You don't need a connection to join, and any man over 21 can apply for membership. Because Freemasons put such importance on being law-abiding citizens, applicants will need to go through a background check and a criminal record check.
Applicants who pass that process will be visited by three Freemasons, who will try to gauge their character through a series of interviews. They may speak to family, too. Lodge members then take a vote on the applicant's admission, and undergo an initiation rite that is imbued with symbolism.
"It's almost like getting a job at Wal-Mart," Daniels said.
Not everyone makes the cut. And about once or twice a year, a Freemason in Ontario is kicked out of the organization for bad behaviour, a delicate procedure that Daniels oversees.
Local Masons include Christians, Jews and Muslims, and the whole spectrum of trades and professions, he said.
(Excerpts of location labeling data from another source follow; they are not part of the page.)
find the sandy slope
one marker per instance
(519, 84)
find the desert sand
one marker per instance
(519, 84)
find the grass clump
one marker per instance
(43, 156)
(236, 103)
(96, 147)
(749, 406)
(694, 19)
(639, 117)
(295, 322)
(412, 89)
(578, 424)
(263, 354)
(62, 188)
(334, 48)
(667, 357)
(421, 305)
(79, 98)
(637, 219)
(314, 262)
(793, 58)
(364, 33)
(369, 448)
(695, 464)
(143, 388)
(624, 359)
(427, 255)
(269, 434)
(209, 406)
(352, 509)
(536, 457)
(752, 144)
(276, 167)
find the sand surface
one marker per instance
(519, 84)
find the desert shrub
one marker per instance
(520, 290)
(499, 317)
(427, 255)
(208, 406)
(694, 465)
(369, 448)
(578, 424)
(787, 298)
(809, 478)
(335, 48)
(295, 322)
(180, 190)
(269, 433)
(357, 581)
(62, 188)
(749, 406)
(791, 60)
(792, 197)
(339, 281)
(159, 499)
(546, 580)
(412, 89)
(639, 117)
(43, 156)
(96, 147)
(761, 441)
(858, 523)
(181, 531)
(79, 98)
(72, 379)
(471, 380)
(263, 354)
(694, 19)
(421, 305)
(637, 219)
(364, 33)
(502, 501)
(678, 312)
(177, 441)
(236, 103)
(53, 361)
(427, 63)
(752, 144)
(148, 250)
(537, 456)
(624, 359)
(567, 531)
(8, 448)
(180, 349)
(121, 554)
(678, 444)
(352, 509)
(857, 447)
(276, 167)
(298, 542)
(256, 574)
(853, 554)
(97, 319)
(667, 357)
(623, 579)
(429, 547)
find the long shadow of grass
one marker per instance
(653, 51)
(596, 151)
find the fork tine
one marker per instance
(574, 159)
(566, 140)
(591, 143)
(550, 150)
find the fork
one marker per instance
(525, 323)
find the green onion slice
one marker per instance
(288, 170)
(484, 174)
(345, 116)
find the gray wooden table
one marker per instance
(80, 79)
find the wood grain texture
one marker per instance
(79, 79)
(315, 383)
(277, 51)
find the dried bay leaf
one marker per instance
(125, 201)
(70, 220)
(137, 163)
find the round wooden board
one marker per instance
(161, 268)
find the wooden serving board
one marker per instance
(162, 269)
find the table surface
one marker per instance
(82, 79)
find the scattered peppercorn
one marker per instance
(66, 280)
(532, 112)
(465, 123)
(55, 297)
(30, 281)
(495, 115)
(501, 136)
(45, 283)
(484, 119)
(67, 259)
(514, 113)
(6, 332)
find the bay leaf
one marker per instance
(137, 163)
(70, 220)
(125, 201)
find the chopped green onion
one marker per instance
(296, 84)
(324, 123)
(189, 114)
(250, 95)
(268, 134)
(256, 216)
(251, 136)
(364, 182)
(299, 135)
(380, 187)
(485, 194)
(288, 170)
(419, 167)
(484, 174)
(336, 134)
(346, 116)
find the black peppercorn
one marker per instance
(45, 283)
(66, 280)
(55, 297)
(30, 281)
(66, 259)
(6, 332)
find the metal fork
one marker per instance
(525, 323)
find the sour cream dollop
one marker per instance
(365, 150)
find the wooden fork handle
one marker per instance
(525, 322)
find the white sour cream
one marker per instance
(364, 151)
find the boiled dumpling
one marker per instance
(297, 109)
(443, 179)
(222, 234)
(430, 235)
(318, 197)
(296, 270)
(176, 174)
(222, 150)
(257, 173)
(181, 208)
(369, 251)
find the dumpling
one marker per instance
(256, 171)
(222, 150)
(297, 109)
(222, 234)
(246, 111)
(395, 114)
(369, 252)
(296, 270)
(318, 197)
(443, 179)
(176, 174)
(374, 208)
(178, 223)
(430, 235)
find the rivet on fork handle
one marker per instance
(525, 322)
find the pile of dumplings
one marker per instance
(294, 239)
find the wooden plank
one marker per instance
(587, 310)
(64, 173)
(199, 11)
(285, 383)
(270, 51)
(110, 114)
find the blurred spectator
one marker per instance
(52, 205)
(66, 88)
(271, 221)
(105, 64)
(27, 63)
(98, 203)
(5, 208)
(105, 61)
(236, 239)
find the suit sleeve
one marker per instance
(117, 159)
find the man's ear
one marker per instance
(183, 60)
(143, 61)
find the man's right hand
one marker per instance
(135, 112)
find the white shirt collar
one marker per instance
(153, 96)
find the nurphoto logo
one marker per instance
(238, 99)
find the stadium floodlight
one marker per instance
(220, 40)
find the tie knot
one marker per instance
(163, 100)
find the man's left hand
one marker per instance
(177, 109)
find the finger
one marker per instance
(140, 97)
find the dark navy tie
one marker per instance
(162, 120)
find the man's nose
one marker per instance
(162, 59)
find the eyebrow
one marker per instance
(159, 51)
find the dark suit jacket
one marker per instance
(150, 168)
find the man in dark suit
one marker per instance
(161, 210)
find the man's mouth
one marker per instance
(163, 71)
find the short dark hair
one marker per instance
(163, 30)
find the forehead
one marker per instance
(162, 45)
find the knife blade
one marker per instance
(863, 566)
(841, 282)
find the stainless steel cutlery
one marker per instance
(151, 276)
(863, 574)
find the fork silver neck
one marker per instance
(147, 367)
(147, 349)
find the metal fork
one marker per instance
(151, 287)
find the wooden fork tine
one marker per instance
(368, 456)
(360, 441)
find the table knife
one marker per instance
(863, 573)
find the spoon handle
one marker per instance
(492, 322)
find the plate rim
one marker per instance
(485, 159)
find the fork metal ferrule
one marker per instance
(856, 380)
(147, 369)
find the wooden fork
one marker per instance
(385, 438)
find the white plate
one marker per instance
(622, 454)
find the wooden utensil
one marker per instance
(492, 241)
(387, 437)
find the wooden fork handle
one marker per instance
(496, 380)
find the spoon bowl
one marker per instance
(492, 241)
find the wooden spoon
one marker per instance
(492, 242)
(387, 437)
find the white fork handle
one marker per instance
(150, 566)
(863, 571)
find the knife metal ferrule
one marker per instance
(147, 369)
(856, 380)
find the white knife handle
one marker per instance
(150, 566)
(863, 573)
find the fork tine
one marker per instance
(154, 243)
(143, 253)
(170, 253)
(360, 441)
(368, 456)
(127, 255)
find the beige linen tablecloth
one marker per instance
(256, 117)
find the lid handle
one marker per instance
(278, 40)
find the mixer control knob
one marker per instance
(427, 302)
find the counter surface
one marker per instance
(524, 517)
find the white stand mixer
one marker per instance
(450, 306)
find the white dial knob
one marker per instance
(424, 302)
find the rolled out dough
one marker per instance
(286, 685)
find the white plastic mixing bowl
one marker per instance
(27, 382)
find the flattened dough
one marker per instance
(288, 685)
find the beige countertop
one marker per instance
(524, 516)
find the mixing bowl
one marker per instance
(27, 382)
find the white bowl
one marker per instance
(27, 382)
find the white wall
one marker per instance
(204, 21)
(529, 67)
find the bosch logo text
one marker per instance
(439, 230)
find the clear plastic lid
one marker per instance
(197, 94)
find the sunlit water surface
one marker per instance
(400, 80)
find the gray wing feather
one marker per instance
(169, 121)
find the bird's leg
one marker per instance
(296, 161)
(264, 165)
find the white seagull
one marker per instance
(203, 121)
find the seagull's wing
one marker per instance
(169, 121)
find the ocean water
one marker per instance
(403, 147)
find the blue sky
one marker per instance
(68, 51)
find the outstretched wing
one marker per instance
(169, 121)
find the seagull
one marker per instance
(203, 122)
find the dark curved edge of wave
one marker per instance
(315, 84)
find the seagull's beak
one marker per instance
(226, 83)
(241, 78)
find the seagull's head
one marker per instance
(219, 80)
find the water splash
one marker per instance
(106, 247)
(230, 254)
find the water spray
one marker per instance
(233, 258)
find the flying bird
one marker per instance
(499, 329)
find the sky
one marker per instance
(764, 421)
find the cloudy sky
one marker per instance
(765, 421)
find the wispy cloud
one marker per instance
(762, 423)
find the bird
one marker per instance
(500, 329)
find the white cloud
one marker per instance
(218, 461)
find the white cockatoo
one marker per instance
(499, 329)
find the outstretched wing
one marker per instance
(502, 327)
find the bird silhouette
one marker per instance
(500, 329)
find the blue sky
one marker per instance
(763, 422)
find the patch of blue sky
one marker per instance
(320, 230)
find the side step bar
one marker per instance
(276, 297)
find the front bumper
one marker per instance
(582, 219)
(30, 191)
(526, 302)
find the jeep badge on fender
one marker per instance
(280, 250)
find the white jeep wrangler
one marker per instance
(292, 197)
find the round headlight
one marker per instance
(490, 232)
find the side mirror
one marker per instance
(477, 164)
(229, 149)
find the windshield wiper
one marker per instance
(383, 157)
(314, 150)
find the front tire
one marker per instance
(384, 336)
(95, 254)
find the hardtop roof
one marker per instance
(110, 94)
The only religious questions applicants are asked is: "Do you believe in a greater power than yourself?"
The draw, Daniels said, is the character-building lessons and mentorship offered by an organization that has been around for more than 300 years. Masons call each other brother - and live by a code of fraternity and equality that overrides everything else, Daniels said. That appeals to many men, he said.
"Where else does a young man look today for role models, stability and trustworthiness?" he said. "The old trustworthiness of another man, that's something we cherish."
With an emphasis on gentlemanly behaviour and being a good citizen, Freemasons offer members strict moral principles in a morally deprived society, Daniels said. And if that makes Freemasons old-fashioned, so be it, he said.
"You're darn right we're out of step with modern society," he said.